Ludzie wyobrażają sobie świat przeszły, w których nie było problemów, wszystko działo się jak należy, kobiety nie pracowały, wszyscy chodzili do kościoła, nie było imigrantów, a cała społeczność żyła w niezachwianym szczęściu. Nasilenie się takich mitów i nierealnych wyobrażeń jest bardzo niepokojące i może okazać się niebezpieczne. Tym bardziej że demokracje nie do końca są na to przygotowane. Jeśli pojawia się autorytarny lider znajdujący wsparcie dużych grup ludzi, którzy czują się wykluczeni, którzy odczuwają brak praw i przywilejów, to systemy państwowe mogą mieć poważny problem z powstrzymaniem związanych z tym negatywnych zjawisk i wydarzeń.
To jest to, co już widzimy w Polsce w przypadku rządów PiS?
Oczywiście. Mamy do czynienia z mobilizacją tego typu elektoratu. Dlatego pandemia nie wywołała rewolucji. Już wcześniej u nas, ale też na Węgrzech, w Stanach, w Wielkiej Brytanii pojawili się liderzy, którzy postanowili grać na negatywnych nastrojach części obywateli, na ich poczuciu wykluczenia.

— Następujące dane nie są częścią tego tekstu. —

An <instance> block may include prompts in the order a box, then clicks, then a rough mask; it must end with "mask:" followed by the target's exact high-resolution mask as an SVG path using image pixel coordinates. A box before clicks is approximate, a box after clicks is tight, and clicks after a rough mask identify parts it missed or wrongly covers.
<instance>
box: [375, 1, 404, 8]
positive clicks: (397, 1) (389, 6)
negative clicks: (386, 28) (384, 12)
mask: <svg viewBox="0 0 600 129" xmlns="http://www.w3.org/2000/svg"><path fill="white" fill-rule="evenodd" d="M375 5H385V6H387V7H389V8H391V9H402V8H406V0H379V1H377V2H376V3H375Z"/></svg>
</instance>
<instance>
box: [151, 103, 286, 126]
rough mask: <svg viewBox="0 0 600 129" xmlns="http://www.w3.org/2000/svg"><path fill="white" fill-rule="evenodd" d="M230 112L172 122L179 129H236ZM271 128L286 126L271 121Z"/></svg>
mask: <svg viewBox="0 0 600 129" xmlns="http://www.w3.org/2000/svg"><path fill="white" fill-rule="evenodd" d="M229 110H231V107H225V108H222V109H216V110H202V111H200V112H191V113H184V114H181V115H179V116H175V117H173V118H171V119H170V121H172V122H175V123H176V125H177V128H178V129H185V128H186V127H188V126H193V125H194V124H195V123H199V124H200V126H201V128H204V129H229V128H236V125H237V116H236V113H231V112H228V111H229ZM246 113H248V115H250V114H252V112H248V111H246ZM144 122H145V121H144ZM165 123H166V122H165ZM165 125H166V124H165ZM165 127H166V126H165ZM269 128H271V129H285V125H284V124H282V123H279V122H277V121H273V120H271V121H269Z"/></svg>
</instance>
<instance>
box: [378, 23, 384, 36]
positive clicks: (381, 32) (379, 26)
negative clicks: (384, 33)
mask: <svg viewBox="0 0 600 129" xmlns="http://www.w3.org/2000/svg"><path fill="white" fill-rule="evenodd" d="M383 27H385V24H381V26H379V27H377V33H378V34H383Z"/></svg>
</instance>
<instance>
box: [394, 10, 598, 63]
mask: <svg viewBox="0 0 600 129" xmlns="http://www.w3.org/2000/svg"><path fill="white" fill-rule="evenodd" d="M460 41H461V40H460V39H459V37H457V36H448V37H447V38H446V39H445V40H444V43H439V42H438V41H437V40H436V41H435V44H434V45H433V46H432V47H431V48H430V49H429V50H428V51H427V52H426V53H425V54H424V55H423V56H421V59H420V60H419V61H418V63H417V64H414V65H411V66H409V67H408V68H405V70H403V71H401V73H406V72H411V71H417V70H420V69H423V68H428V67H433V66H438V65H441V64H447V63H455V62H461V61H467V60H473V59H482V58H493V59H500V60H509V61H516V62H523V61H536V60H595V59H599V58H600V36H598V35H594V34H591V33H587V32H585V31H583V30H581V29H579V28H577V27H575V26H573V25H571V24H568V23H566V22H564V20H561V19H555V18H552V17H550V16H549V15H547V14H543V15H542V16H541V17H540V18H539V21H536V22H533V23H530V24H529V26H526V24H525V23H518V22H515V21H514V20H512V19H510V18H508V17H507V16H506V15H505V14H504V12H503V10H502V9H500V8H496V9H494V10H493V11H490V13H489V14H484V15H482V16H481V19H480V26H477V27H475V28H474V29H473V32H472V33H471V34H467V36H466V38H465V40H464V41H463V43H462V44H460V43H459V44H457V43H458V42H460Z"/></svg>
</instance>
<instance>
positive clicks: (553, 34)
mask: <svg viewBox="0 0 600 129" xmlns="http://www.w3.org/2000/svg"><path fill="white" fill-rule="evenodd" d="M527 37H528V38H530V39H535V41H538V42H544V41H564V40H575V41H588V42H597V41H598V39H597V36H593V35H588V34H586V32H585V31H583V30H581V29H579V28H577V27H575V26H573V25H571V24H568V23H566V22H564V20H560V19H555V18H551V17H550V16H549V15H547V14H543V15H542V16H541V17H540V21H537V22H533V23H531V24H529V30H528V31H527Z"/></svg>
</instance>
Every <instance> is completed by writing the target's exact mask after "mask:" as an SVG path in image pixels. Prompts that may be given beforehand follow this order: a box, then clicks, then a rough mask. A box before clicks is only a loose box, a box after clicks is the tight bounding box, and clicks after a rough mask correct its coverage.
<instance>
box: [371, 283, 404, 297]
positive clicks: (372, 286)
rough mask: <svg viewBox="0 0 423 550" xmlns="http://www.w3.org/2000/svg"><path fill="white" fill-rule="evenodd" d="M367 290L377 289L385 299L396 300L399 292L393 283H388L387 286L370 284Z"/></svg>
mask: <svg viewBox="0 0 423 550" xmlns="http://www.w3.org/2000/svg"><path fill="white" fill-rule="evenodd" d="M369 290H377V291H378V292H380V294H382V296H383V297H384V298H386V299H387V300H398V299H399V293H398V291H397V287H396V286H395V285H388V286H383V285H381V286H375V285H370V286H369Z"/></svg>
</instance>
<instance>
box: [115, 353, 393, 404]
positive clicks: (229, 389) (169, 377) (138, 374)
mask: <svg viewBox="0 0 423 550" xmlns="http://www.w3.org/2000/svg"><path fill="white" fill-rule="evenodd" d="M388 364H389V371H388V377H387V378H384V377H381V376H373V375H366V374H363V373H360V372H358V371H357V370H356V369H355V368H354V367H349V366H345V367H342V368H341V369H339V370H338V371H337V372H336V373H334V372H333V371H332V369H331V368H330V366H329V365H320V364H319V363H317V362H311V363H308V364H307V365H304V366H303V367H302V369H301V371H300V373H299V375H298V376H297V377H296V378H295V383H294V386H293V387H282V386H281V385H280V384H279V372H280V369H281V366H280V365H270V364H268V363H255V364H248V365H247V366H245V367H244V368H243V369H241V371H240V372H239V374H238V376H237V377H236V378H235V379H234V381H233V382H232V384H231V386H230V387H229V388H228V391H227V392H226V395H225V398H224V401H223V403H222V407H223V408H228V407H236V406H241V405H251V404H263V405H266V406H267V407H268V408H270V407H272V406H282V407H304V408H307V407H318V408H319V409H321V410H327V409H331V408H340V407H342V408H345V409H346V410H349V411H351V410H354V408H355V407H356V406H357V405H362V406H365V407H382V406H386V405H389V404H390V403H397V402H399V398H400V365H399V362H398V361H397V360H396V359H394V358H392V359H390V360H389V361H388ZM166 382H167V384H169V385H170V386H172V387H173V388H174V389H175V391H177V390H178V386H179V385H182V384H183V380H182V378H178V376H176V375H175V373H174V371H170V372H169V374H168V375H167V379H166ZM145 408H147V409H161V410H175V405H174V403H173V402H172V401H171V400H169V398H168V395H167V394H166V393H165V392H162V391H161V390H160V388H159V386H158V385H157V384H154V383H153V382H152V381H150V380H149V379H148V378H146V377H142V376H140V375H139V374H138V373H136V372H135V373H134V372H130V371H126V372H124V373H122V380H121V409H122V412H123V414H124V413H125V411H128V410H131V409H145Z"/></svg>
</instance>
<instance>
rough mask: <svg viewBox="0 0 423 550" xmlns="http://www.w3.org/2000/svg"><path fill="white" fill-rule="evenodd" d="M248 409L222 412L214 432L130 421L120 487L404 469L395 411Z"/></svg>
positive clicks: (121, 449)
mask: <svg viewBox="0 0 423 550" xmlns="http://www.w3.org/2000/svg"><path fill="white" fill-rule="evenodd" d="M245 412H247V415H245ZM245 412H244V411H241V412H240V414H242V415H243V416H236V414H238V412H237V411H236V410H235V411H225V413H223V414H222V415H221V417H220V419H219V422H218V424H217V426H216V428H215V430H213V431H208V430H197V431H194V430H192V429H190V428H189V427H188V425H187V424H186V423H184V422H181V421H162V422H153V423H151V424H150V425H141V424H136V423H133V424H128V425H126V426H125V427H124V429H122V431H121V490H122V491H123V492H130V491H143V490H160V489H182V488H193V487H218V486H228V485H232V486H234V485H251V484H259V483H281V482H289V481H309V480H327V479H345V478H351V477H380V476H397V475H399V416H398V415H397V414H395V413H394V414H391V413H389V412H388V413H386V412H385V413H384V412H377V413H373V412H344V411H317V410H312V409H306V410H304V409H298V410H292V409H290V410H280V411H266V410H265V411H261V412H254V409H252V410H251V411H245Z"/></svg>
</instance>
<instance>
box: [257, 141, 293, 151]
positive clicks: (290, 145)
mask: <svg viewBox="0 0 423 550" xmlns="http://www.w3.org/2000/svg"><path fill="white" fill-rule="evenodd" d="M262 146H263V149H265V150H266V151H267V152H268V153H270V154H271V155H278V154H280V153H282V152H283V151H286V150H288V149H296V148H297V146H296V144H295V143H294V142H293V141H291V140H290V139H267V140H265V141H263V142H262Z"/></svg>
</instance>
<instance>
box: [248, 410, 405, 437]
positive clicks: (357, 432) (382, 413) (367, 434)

Pandemia dodatkowo pogłębia te nastroje.
Tak. Jest żyzną glebą do tego, by te nastroje podbijać. Ostatnie dekady były dla polskiej gospodarki bardzo dobre. Nastąpiła poprawa jakości życia. Coraz więcej osób mogło sobie pozwolić na dobra, które jeszcze w poprzednim pokoleniu były uważane za luksusowe. Wakacje, dobre samochody, pomoc domowa, prywatna edukacja i opieka medyczna… Jeśli to teraz nagle zniknie, a wszystko wskazuje na to, że będzie znikać, to większa część społeczeństwa stanie się skłonna popierać autorytarnych przywódców.